In order for that defence to apply, there must be a reasonable possibility that the appellant genuinely believed the conduct to which the charge relates to be necessary and reasonable for a defensive purpose and that “the conduct was, in the circumstances as the defendant genuinely believed them to be, reasonably proportionate to the threat that the defendant genuinely believed to exist”.
In the present case, that defence runs into difficulty at the outset, because it was not the appellant’s belief as he explained it in his evidence that the conduct to which the charge relates was necessary and reasonable for a defensive purpose.
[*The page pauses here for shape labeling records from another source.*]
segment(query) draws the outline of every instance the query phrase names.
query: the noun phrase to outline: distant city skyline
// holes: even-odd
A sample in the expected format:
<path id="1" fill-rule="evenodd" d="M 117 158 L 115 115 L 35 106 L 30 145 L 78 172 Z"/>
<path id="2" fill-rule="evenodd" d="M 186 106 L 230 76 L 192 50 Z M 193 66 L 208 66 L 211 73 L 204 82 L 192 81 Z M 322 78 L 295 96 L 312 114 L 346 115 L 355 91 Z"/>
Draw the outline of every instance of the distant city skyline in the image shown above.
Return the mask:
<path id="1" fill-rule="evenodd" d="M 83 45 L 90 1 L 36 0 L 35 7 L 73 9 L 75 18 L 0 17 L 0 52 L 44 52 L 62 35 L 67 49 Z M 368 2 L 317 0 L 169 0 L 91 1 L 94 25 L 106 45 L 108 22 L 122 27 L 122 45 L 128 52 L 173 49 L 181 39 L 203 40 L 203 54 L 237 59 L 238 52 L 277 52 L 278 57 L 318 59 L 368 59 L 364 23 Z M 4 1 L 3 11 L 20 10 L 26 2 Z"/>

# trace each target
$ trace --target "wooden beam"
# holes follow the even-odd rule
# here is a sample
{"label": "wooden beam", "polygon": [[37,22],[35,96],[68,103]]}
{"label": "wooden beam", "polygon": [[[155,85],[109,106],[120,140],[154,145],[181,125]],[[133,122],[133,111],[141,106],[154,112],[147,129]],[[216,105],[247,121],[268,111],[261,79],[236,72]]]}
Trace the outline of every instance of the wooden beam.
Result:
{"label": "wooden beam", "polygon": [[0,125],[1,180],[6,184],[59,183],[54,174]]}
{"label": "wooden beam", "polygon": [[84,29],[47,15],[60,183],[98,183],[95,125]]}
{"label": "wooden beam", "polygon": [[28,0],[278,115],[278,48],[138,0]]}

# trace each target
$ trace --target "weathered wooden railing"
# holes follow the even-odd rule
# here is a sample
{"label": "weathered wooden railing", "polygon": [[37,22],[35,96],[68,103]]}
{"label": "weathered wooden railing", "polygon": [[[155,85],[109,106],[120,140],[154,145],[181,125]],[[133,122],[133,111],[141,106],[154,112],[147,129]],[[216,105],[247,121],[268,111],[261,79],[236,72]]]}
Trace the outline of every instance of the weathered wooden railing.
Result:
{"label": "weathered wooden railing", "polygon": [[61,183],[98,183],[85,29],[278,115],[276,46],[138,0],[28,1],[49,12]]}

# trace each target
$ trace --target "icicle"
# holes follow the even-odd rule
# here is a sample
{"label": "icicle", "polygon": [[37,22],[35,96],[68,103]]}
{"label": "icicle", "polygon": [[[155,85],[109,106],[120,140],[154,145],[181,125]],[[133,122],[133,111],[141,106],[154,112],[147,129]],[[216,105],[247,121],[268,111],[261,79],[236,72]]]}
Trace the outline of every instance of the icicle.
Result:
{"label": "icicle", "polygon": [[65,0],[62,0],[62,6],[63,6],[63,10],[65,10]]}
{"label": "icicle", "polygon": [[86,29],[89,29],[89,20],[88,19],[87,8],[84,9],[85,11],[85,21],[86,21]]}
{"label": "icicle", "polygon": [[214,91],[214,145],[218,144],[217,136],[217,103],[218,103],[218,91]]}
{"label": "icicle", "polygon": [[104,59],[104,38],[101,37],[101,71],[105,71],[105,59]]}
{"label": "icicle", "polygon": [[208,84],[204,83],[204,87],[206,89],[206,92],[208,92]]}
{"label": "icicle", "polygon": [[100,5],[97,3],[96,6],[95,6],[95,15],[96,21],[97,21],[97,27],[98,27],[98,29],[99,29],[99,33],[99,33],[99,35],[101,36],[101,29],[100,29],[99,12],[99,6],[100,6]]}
In other words, he did not suggest that he drove deliberately towards the victim because he thought that it was necessary for a defensive purpose, namely, to escape unlawful imprisonment.
Even if the magistrate had decided that the appellant’s actions were carried out for a defensive purpose, the question would remain whether what he did was “reasonably proportionate to the threat that he genuinely believed to exist”. Mr Caldicott has said that there was reasonable proportion, or at least a reasonable possibility of that, because of the situation in which the appellant found himself, namely, with his car blocked off and he being unable to remove himself quickly from the altercation which he wished to avoid.
In such a case, there has to be a balancing exercise and that was carried out by the learned magistrate. He found that conduct of this nature was wholly disproportionate to the danger which the appellant thought he faced. In my view that finding by his Honour should be upheld. It is true that the actions of Mr Richard Gerrard were quite provocative and it also seems clear that he wished to prevent the appellant from leaving the area if that were possible. On the other hand, no actual violence had taken place, and there was not any real risk of threatened violence by the time the appellant decided to drive away from the area.
When one considers the quite dangerous conduct of driving deliberately towards a person and committing the acts which are proscribed by s 29 of the Criminal Law Consolidation Act, it is difficult to suggest that there was any reasonable proportion between the actions of the appellant and the danger which he believed he faced at that time. I think the learned magistrate was correct in rejecting the defence of self-defence in these circumstances.
For these reasons the appeal against conviction will be dismissed.
There remains the question of penalty. Whilst one can sympathise with the appellant’s position when faced with the provocative actions of the victim, it must be said that he pursued an extreme course of action in reversing his vehicle towards the victim and not stopping until he reached the other side of the road. Due consideration must be given to the appellant’s age and the fact that he had no convictions prior to this incident. It is also relevant, as Mr Caldicott has pointed out in the course of his submissions, that the appellant is a truck driver and would be expected to lose income during the period of disqualification. But the fact remains that in the heat of the moment the appellant committed a reasonably serious offence.
The penalty imposed must be considered against the spectrum within which the learned magistrate was required to sentence and which involved, at one end, a sentence of imprisonment of five years. In my view, the fine and disqualification period were well within the sentencing discretion and could not be described as being manifestly excessive. The appeal against sentence will also be dismissed.